Pengecekan oleh Tim Keamanan Pangan Dokpol Polda Metro Jaya menunjukkan bahwa es kue jadul, termasuk es gabus, agar-agar, dan coklat meses, tidak mengandung bahan berbahaya dan dipastikan aman dikonsumsi. Untuk memperkuat hasil, sampel juga dikirim ke Dinas Kesehatan dan Laboratorium Forensik Polri.
Penyidik juga menelusuri langsung lokasi pembuatan es tersebut di Depok dan menyimpulkan tidak ada unsur bahan spons atau busa dalam produksi es kue.
Pedagang Dirumahkan dan Biaya Dagangan Diganti
Setelah dinyatakan aman, pedagang yang menjadi pusat perhatian warga, yang bernama Suderajat, dipulangkan ke rumahnya di Depok.
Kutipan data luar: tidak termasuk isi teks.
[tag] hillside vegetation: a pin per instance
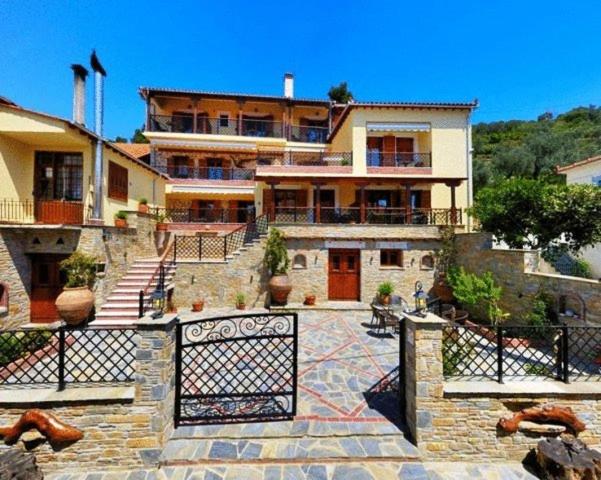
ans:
(532, 149)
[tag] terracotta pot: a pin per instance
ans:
(75, 304)
(279, 288)
(309, 300)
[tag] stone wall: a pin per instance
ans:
(458, 420)
(517, 272)
(124, 426)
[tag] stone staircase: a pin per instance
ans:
(122, 305)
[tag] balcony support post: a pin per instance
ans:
(408, 212)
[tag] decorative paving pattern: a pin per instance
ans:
(317, 471)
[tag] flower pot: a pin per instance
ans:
(309, 300)
(75, 304)
(279, 288)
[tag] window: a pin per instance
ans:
(391, 258)
(117, 182)
(224, 120)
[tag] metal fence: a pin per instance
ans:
(61, 356)
(505, 353)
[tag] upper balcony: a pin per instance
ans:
(246, 127)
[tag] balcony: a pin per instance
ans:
(49, 212)
(371, 216)
(248, 127)
(378, 159)
(206, 173)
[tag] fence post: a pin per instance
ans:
(61, 358)
(565, 350)
(499, 354)
(141, 304)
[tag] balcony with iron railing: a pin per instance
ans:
(49, 212)
(249, 127)
(178, 171)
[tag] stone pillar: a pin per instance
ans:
(155, 382)
(423, 376)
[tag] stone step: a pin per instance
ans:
(289, 450)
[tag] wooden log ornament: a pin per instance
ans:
(543, 414)
(47, 424)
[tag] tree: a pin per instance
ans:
(340, 93)
(139, 137)
(538, 214)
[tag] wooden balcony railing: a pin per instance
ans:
(399, 160)
(372, 216)
(52, 212)
(204, 215)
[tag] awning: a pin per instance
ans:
(397, 127)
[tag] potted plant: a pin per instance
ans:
(143, 205)
(121, 219)
(240, 301)
(75, 303)
(385, 290)
(277, 262)
(198, 305)
(309, 299)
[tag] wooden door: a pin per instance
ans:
(344, 274)
(46, 284)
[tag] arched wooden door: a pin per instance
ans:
(344, 274)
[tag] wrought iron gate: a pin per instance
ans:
(236, 369)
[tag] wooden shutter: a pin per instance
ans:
(117, 182)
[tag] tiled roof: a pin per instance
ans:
(580, 163)
(137, 150)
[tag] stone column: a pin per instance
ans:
(155, 382)
(423, 376)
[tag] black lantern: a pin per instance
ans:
(421, 299)
(158, 303)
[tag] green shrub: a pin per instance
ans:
(385, 289)
(276, 254)
(80, 269)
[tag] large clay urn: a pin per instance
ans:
(279, 288)
(75, 304)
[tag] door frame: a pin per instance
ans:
(357, 252)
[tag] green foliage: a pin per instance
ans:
(14, 346)
(478, 291)
(80, 269)
(340, 93)
(385, 289)
(276, 254)
(139, 137)
(532, 149)
(542, 311)
(534, 213)
(445, 256)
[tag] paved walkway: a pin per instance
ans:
(316, 471)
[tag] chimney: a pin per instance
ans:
(79, 93)
(99, 74)
(288, 85)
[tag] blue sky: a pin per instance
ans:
(519, 58)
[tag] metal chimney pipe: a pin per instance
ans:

Aparat juga mengganti kerugian atas barang dagangan yang sempat diamankan selama pemeriksaan.
Imbauan Kepada Masyarakat
Kasat Reskrim Polres Metro Jakarta Pusat, AKBP Roby Heri Saputra, mengimbau warga untuk lebih bijak menyikapi video viral di media sosial. Ia menegaskan bahwa berita yang beredar belum tentu benar jika belum melalui proses pengecekan faktual. Masyarakat diharapkan memeriksa kebenaran informasi sebelum menyebarkannya.